Afuera corre el viento, chocando inmortal contra los carros de la avenida, rodeando los postes y los bolardos, caminando sobre los cables y las bancas y los andenes. Se mece por los columpios, acaricia a los copetones y a las palomas, se vuelve paracaídas de las semillas de los dientes de león del parque, enfría la cara de una anciana que pasa la tarde afuera, hace un remolino de zancudos y tropieza con la grieta que ha dejado un temblor en alguna casa de un barrio silencioso.
Un perro sentado en un andén, la oreja derecha alerta, la izquierda dormida. Sus patas delgadas, una quebrada. Sus ojos solemnes, eternos. Observa la nada y el todo, la toda y el nada. Le llega el aroma de un caldo, de la tierra y de un gato, percibe la lluvia a lo lejos, un cuervo muerto en la calle y el espectro de un viejo estampado contra el pavimento desde hace un año. El perro no siente nada. Tiene hambre, pero sabe que tiene que cumplir con su labor de observador antes de ir a buscar comida. Es como un dios, de cierta manera. Su mundo solo existe en la medida en que lo va descubriendo. Es el creador de cada escena, cada cuadro, cada línea de su vida. De su perra vida. El perro observa.

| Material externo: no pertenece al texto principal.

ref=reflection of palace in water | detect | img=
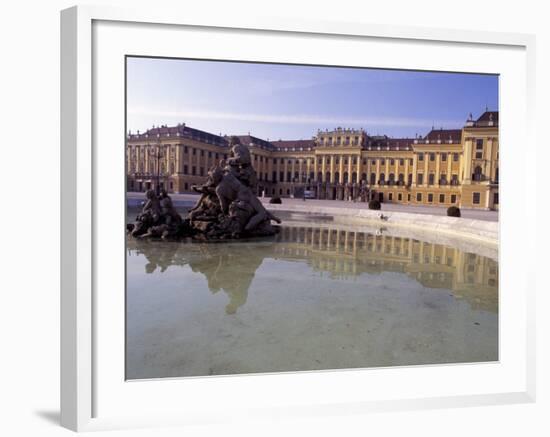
[128,226,498,314]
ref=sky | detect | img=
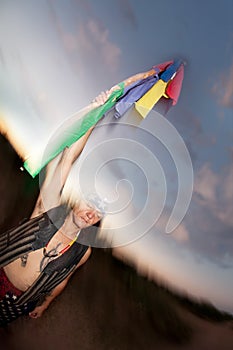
[0,0,233,313]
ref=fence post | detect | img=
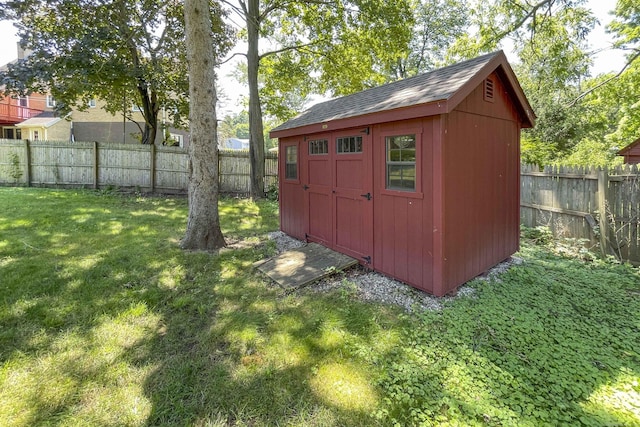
[598,168,609,256]
[149,144,156,193]
[24,139,31,187]
[93,141,100,190]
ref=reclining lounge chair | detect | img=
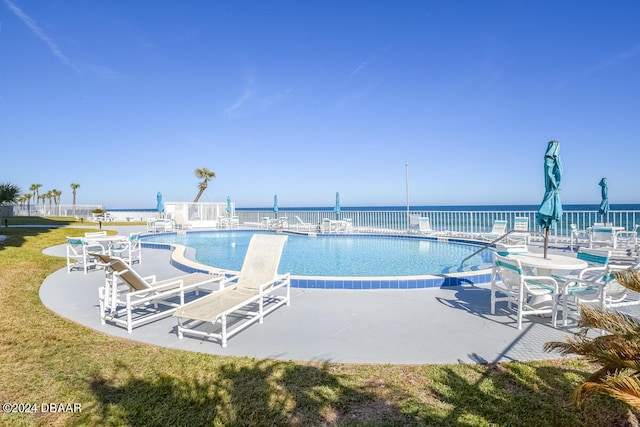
[92,254,224,333]
[174,234,291,347]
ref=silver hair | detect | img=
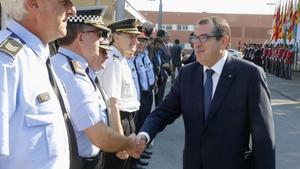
[0,0,27,21]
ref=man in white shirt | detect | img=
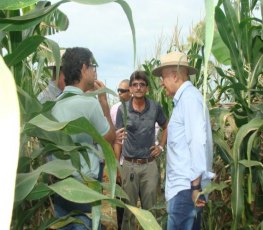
[153,52,213,230]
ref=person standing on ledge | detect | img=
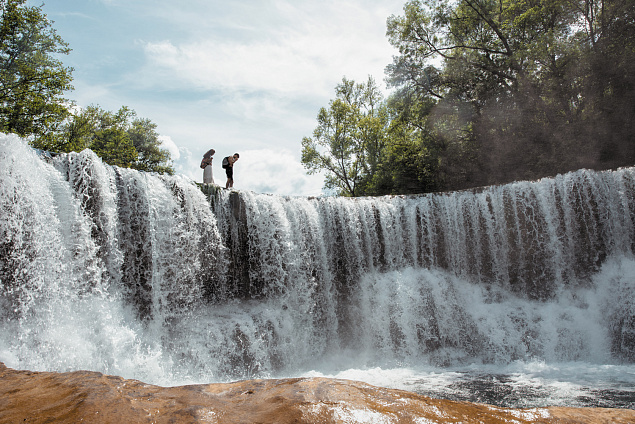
[201,149,216,184]
[223,153,240,188]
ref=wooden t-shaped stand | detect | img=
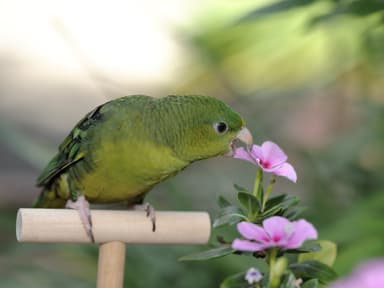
[16,208,211,288]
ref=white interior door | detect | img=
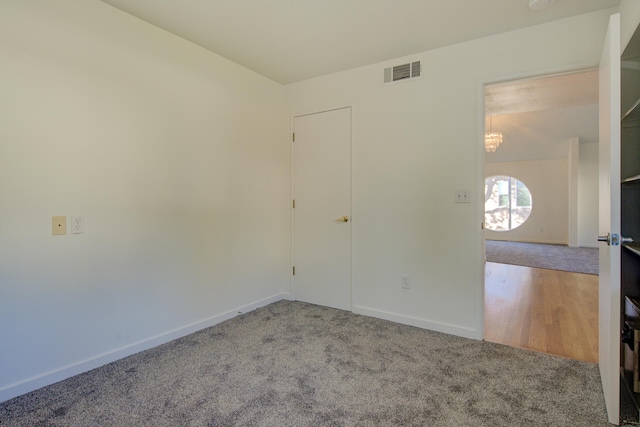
[293,108,351,310]
[598,14,621,424]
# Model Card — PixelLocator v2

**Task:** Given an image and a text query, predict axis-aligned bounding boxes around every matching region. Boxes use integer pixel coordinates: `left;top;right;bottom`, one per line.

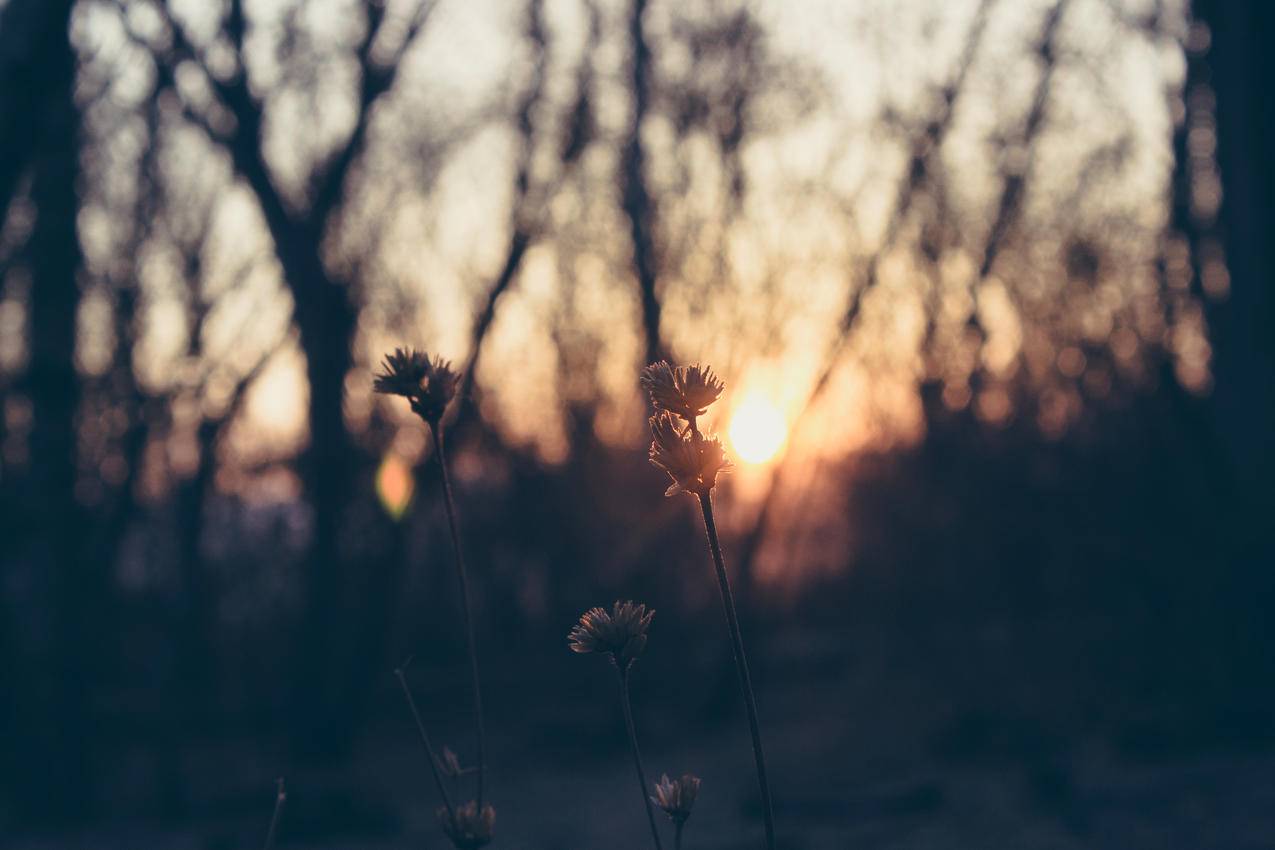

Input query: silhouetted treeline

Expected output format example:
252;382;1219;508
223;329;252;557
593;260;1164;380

0;0;1275;830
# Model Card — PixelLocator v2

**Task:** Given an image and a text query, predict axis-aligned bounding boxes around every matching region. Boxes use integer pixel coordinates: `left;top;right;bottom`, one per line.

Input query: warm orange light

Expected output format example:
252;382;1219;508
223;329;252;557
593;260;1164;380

376;451;416;520
731;395;788;464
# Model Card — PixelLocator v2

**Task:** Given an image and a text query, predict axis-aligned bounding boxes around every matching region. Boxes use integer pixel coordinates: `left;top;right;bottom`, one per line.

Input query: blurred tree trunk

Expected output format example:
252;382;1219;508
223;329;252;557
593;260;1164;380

5;0;93;823
621;0;664;363
1192;0;1275;735
1193;0;1275;502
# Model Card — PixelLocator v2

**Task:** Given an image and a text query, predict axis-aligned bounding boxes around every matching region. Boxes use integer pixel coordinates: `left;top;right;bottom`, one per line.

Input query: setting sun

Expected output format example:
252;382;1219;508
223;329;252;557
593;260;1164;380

731;395;788;464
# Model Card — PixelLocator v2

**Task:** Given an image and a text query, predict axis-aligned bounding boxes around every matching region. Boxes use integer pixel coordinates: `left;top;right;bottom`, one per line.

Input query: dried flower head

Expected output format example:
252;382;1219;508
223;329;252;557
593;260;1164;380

650;774;700;826
437;800;496;850
639;361;725;423
372;348;460;426
567;601;655;670
649;412;731;496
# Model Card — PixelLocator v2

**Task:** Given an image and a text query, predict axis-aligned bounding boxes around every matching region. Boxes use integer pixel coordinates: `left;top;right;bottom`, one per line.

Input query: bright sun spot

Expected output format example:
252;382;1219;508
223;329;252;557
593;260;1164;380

731;395;788;464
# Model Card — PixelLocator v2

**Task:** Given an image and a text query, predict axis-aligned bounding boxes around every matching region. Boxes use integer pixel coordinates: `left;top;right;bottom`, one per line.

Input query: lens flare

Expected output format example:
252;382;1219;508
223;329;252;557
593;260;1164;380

729;395;788;464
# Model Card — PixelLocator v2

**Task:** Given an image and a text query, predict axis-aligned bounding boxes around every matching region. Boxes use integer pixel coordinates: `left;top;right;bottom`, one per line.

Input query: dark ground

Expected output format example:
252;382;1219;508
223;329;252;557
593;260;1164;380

11;611;1275;850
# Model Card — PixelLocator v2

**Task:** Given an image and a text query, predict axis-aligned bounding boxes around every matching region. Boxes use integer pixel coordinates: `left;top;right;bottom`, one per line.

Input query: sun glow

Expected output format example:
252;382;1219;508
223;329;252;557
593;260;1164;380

729;395;788;464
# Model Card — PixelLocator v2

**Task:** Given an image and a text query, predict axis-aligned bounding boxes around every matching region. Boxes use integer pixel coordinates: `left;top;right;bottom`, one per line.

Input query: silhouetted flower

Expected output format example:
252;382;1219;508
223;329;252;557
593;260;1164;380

372;348;460;426
372;348;430;399
639;361;725;423
437;800;496;850
650;774;700;826
567;601;655;670
439;746;473;779
649;412;731;496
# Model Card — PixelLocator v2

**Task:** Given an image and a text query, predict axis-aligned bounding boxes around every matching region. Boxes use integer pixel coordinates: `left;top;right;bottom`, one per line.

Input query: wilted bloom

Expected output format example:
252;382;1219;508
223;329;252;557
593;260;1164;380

437;800;496;850
639;361;725;422
649;412;731;496
372;348;460;426
567;601;655;670
650;774;700;826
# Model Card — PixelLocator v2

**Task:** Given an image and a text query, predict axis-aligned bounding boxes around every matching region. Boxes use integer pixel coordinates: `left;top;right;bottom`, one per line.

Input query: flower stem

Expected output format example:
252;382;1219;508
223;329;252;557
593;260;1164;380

394;668;456;823
261;777;288;850
430;424;487;812
616;666;663;850
700;491;775;850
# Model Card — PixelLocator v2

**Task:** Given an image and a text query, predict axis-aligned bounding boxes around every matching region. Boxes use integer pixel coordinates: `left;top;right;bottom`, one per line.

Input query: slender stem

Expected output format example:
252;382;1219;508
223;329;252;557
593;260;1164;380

616;666;663;850
394;668;456;823
430;423;487;812
700;492;775;850
261;776;288;850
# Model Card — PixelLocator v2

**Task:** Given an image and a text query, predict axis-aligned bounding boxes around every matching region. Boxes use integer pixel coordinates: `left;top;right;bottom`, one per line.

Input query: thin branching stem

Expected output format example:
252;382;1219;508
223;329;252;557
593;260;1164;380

El viento se viste de sol, de lluvia y de tarde, le da una voz a los espíritus que guarda la ciudad, convierte en tempestad las calmas aguas de una falda, ejecuta hojas secas y suspira por las que se mantienen. Replica olores, olfatea las plantas, empuja cuan Sísifo las nubes.
Acaricia al perro. Y él bate la cola y sigue con su endiosada misión.